Pointing to what it described as the island’s fiscal challenges and persistent economic weaknesses, Moody’s warned today that instead of growth, the local economy was expected to contract by 1.0 per cent in 2014. “Exacerbating the credit-negative fiscal trends, Barbados’ economy continues to struggle, and was unable to achieve growth in the first six months of this year, extending its subdued performance over the past seven years,” reported the global ratings agency.
It expects ongoing challenges in the key industries of tourism and offshore services, as well as austerity measures to weigh down economic activity for the rest of the year.
“Therefore, we project a 1.0 per cent year-over-year contraction in 2014,” Moody’s said.
Despite recent positive developments in tourism, such as an additional chartered flights out of Europe, it also pointed out that Barbados’ main industry continues to face significant headwinds.
“In the first half of 2014, total visitors declined 0.2 per cent year-over-year from the low base established last year,” stated the entity.
Moody’s also said that, given the larger budget gap in the last fiscal year, it was now estimating that the Freundel Stuart administration needed a total adjustment of at least $450 million (5.2 per cent of projected 2014 GDP), to reach its deficit objective in the current fiscal year.
“The fiscal first quarter ended in June was an important test for the Government’s ability to deliver its ambitious deficit reduction programme, introduced in August 2013, as the majority of measures are targeted to take effect in the current fiscal year,” said Moody’s.

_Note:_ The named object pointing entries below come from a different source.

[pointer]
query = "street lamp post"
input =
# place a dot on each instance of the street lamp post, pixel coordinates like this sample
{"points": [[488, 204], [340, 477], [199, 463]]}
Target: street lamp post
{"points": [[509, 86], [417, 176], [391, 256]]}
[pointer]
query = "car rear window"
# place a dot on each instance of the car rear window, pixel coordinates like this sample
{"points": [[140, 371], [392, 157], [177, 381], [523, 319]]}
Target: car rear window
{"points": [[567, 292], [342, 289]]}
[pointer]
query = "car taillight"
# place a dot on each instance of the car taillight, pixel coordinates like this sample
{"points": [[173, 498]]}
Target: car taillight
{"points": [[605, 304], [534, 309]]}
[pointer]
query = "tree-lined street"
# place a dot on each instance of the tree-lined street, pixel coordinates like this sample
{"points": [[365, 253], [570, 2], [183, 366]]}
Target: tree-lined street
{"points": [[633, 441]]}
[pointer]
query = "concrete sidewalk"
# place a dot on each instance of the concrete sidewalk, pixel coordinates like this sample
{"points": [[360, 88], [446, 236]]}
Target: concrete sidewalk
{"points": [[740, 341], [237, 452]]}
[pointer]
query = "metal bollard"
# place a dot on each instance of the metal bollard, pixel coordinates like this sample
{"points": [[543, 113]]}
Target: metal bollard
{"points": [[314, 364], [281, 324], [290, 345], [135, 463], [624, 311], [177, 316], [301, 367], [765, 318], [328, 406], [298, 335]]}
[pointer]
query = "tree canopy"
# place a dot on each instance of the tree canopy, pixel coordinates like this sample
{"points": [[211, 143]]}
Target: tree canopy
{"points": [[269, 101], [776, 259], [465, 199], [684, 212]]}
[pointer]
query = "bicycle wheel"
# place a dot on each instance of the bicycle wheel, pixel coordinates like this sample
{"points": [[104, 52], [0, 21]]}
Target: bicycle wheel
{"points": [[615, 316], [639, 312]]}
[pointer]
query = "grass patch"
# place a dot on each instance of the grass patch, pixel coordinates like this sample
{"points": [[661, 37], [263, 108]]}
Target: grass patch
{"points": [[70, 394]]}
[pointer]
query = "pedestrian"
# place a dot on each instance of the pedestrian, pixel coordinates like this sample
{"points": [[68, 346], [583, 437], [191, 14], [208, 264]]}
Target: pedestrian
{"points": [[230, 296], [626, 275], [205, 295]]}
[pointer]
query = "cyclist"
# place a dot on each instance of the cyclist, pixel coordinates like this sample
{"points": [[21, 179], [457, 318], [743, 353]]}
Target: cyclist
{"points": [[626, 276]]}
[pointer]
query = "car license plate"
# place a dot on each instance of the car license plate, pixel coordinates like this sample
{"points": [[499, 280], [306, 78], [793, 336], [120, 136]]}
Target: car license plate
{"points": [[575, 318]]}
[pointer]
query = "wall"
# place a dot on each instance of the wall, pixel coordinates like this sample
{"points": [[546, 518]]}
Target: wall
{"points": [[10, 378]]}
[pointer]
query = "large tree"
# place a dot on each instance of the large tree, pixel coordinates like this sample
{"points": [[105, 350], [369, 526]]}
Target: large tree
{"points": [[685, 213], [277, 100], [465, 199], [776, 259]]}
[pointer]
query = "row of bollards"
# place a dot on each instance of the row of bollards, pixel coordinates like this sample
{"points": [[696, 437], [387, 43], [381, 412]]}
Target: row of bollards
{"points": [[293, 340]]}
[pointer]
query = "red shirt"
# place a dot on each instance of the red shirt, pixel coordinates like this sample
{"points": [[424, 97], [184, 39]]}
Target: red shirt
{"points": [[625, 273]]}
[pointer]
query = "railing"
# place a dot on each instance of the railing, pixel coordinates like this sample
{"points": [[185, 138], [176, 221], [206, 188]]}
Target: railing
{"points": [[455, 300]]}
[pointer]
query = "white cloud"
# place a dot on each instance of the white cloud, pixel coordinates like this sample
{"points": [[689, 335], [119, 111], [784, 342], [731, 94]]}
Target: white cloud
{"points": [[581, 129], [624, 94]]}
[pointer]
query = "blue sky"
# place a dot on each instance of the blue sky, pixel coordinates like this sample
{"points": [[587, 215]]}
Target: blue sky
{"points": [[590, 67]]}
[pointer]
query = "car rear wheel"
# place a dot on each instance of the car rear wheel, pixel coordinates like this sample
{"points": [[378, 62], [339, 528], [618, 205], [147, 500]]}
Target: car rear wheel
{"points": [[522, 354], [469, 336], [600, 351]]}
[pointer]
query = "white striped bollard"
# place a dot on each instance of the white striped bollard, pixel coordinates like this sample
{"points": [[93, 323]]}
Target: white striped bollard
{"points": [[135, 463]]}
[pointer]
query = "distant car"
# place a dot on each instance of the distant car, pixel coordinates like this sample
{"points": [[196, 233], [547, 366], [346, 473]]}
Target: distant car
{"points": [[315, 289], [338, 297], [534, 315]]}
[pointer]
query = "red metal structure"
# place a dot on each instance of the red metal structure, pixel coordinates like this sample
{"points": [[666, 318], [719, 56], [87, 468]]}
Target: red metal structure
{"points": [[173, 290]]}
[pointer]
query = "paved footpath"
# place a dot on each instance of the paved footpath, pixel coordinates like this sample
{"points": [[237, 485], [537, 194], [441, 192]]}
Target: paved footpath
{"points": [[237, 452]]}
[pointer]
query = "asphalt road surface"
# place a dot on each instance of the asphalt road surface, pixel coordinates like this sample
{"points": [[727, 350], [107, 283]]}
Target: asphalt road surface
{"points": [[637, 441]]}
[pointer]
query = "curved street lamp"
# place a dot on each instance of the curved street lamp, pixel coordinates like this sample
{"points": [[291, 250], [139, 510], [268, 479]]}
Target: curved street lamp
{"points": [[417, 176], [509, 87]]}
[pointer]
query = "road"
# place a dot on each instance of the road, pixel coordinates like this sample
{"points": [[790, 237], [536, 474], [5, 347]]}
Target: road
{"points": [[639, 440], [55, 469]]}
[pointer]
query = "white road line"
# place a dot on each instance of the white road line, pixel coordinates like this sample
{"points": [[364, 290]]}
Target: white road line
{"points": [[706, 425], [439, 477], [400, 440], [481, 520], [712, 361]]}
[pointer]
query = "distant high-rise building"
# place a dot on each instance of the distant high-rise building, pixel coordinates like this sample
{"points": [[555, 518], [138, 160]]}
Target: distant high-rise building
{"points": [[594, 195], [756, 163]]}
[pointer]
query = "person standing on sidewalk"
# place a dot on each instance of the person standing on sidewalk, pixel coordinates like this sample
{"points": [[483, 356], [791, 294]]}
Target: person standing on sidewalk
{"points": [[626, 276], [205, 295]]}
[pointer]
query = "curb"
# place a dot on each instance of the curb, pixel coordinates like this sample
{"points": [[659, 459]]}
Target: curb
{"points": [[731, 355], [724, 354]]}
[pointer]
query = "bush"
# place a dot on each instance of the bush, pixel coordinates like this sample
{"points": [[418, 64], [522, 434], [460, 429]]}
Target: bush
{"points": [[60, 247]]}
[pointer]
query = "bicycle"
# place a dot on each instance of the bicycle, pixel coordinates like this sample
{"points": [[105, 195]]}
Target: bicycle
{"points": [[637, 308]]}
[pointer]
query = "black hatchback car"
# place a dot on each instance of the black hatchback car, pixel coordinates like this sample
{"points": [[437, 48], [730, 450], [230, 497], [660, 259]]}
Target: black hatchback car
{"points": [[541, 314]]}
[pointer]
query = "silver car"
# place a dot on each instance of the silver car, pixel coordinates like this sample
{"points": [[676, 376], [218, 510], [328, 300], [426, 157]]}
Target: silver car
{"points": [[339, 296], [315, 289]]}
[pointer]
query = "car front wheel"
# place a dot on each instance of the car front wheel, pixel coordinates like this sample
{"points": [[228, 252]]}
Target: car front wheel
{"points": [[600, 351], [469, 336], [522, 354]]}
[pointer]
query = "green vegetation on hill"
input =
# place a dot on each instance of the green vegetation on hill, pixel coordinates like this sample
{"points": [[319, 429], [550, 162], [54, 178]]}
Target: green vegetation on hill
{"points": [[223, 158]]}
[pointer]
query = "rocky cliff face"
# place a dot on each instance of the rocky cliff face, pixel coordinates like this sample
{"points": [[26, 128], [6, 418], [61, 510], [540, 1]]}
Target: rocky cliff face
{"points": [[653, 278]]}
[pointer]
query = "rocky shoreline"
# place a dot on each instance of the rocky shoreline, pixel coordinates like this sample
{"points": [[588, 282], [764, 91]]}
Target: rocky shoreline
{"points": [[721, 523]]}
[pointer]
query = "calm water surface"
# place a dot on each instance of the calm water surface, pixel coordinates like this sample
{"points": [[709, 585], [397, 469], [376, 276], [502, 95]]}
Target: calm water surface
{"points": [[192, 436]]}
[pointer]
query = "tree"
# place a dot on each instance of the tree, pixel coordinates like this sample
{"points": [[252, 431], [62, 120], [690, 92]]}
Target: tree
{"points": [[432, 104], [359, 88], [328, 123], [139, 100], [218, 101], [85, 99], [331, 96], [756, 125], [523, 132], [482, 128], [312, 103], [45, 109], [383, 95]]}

The agency said that although it foresaw fiscal consolidation to accelerate over the next three quarters, Government will remain constrained by revenue underperformance, difficulty reining in transfers and subsidies and rising interest costs.

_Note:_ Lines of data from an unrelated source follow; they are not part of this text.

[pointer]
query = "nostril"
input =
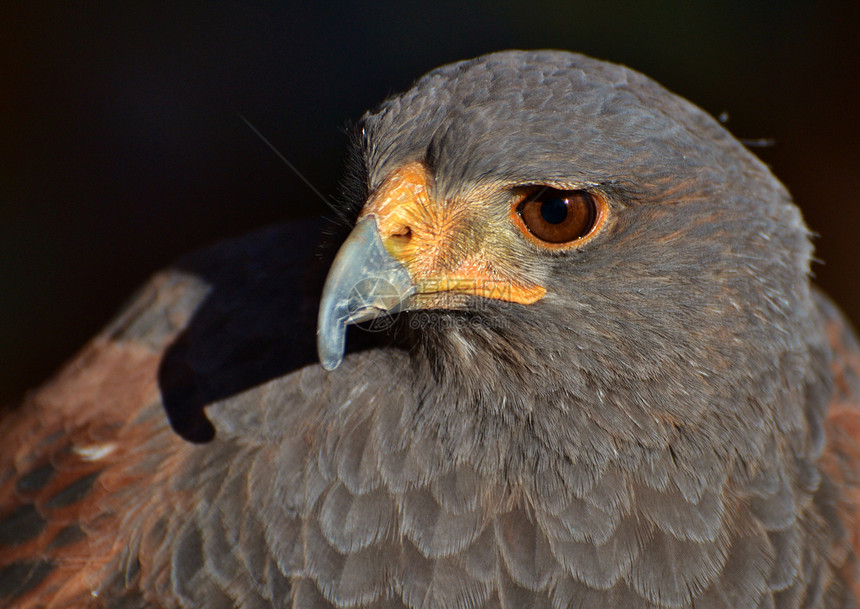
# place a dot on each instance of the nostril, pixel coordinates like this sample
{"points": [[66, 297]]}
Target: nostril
{"points": [[403, 233]]}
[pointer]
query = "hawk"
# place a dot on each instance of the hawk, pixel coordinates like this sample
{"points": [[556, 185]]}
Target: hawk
{"points": [[569, 357]]}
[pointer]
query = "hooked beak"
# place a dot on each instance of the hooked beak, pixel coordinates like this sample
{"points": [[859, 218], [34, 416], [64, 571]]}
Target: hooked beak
{"points": [[364, 282]]}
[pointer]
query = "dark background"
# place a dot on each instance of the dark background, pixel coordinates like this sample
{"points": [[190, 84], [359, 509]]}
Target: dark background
{"points": [[121, 145]]}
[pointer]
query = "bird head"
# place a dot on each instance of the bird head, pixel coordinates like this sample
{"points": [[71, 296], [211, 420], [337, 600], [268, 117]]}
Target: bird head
{"points": [[564, 234]]}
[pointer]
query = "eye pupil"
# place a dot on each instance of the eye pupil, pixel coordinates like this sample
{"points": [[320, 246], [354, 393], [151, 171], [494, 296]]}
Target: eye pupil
{"points": [[554, 210]]}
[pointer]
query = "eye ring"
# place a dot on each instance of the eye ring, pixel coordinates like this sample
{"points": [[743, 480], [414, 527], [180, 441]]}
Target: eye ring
{"points": [[559, 219]]}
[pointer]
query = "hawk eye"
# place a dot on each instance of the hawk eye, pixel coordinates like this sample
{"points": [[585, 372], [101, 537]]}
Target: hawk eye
{"points": [[559, 216]]}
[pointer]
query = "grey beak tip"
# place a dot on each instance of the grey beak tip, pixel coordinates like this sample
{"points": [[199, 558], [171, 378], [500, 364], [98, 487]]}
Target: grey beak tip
{"points": [[364, 282]]}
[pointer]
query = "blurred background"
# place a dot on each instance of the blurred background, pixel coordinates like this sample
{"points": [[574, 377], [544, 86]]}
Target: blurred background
{"points": [[121, 145]]}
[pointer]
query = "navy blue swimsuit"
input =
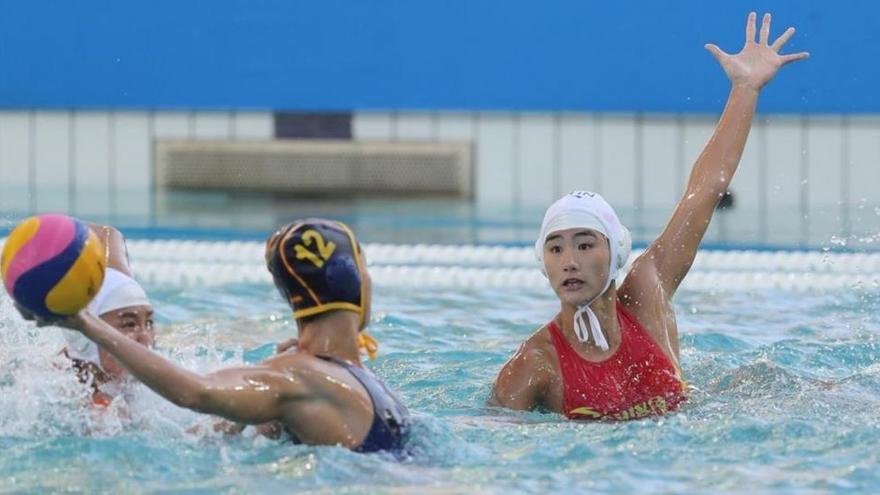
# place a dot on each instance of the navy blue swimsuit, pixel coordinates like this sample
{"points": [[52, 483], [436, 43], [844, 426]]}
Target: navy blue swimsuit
{"points": [[390, 416]]}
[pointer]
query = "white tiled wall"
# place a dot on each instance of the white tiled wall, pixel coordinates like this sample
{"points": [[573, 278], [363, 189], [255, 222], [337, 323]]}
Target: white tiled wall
{"points": [[796, 171], [819, 168], [99, 163]]}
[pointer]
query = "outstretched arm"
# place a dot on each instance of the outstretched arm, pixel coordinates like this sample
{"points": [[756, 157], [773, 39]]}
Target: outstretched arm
{"points": [[248, 395], [671, 255]]}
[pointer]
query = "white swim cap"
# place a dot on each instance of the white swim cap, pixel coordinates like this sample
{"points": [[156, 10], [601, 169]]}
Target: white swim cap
{"points": [[587, 210], [118, 291]]}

“Consequently, we are adjusting our 2014 budget deficit projection to 8.5 per cent of GDP from 8.0 per cent, about two percentage points above the Government’s target, with risks firmly tilted to the downside,”
Moody’s said that while public sector layoffs completed earlier this year had reduced the Government’s wage bill by about nine per cent relative to the first quarter of the previous fiscal year, transfers and subsidies – the largest item on the expenditure side – declined only 1.6 per cent.
It noted that interest expense had increased by 14 per cent, limiting the overall decrease in fiscal outlays to just 1.3 per cent.
“In our view, this illustrates how difficult it is for the Government to curtail socially sensitive expenditures and control interest costs,” Moody’s added.
The ratings agency also expressed concern over the state of the country’s foreign reserves.
“After recovering slightly during the previous three quarters, foreign exchange reserves have resumed their decline, and as of 30 June, remained around 25 per cent below early-2013 levels. This decline occurred, despite a slight recovery in long-term private financial inflows that traditionally help support the Central Bank’s international reserves,” Moody’s said, while cautioning that any further erosion in reserves would likely put added pressure on this country’s currency, which is pegged to the US dollar.